Usually, nothing dates as fast as people’s ideas about how their future is going to be, but having a browse through the Usborne Book from the privileged standpoint of living in the era it was talking about, I was pleased to see how well it stands up. This may be partly thanks to the fact that it wasn’t just based on someone’s speculations having read a few topical SF novels, or on what would look the most visually interesting to Star Wars-hungry kids, but because it was based on the research and speculation of scientists and groups like Bell Aerospace, Boeing, and NASA, which get mentioned in the acknowledgements (alongside Arthur C Clarke and Omni magazine). In fact, the most dated thing about it is, perhaps, a single reference to “housewives” — which also led to my noticing how few women are taking an active part in the jumpsuited future the book depicts.
But generally, the thing that works in The Usborne Book of the Future is that it isn’t talking down to its young audience. It’s not setting out to paint a picture of the sort of future the kids of the day would have wanted, but it really looks at how technical advances might affect day-to-day life, and how the problems of an ever more energy-hungry civilisation might be overcome (gathering solar energy in space and sending it down to Earth in a concentrated microwave beam, for instance — is this still a possibility?).
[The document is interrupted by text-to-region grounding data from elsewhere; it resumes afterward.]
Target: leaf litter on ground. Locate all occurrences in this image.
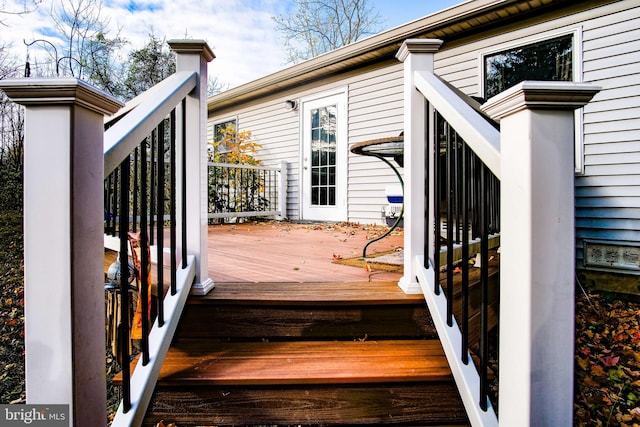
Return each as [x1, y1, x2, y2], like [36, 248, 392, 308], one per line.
[574, 284, 640, 427]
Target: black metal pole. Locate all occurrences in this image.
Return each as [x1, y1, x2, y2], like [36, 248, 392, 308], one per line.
[140, 140, 149, 366]
[170, 109, 177, 295]
[118, 160, 131, 413]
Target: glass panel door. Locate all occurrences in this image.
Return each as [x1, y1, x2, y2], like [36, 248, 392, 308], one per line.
[301, 91, 347, 221]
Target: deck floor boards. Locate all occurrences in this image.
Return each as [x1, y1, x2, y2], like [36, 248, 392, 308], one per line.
[206, 222, 403, 283]
[106, 222, 404, 284]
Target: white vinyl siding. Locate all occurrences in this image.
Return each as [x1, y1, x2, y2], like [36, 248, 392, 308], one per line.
[431, 1, 640, 272]
[209, 100, 301, 219]
[576, 3, 640, 270]
[348, 65, 404, 224]
[242, 102, 301, 220]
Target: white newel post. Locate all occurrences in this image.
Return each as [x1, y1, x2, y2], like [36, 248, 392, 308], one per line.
[482, 82, 600, 426]
[0, 79, 123, 426]
[279, 160, 288, 220]
[168, 40, 215, 295]
[396, 39, 442, 294]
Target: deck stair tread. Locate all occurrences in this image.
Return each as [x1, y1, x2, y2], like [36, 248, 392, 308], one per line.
[152, 339, 451, 386]
[192, 281, 424, 305]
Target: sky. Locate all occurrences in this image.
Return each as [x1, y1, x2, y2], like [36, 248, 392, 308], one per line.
[2, 0, 464, 89]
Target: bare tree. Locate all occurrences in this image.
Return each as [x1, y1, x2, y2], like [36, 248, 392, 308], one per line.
[24, 0, 126, 96]
[49, 0, 112, 78]
[0, 43, 24, 211]
[207, 75, 229, 97]
[273, 0, 381, 64]
[0, 0, 40, 26]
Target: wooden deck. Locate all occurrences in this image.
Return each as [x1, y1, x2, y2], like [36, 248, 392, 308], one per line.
[109, 223, 476, 426]
[105, 221, 404, 285]
[206, 221, 403, 283]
There are far more bicycles (even if occasionally solar-powered) than jetpacks in the book, and the one technological advance that most excited me at the time, I now realise is decades old:
The "risto", or wristwatch radio-telephone.
Here is how the living room of the 1970s future was going to look:
The living room of a house of the future, from The Usborne Book of the Future (1979)
And, apart from the fashions (futuroid, for the man watching TV, retrograde for the footballer he’s watching), and the drinks-serving robot, it’s all come true. We have video cameras, we have home shopping, we have films on video discs, we have electronic mail, we even have video phones and — gods! — we have flat-screen TVs. I think we all deserve a pat on the back for now, officially, living in the future.
The one thing I wonder, looking at this picture, is why man number 2 is so keenly filming his neighbours. The politics of the future is not discussed in The Usborne Book, and this may prove to have been its one major blind spot. Most of its more optimistic ideas (and it generally takes the optimistic view, though doesn’t ignore the problems) have perhaps not come about because there just isn’t the level of political unity required to change the way we live.
Also, of course, there’s the annoying problem of the way the past doesn’t disappear the moment we hit the future — so much of it is left lying around, clogging up the pathways to futurological advancement. The real reason we don’t have superfast cool-looking monorails is because it’s far more cost-effective to adapt our existing dual rail systems to new advances (if we even bother to do that), and the same goes for all technological advances. They have to be bolted onto the present, upgraded step-by-step. But cost, and the sheer tonnage of existing hardware, are two things it’s easy to ignore when you’re reclining in your semi-spheroid easy chair in your sparkly new jumpsuit, speculating on what the future will bring.
Still, I’m so glad it wasn’t that “polluted city of a dying world”. Not yet, anyway.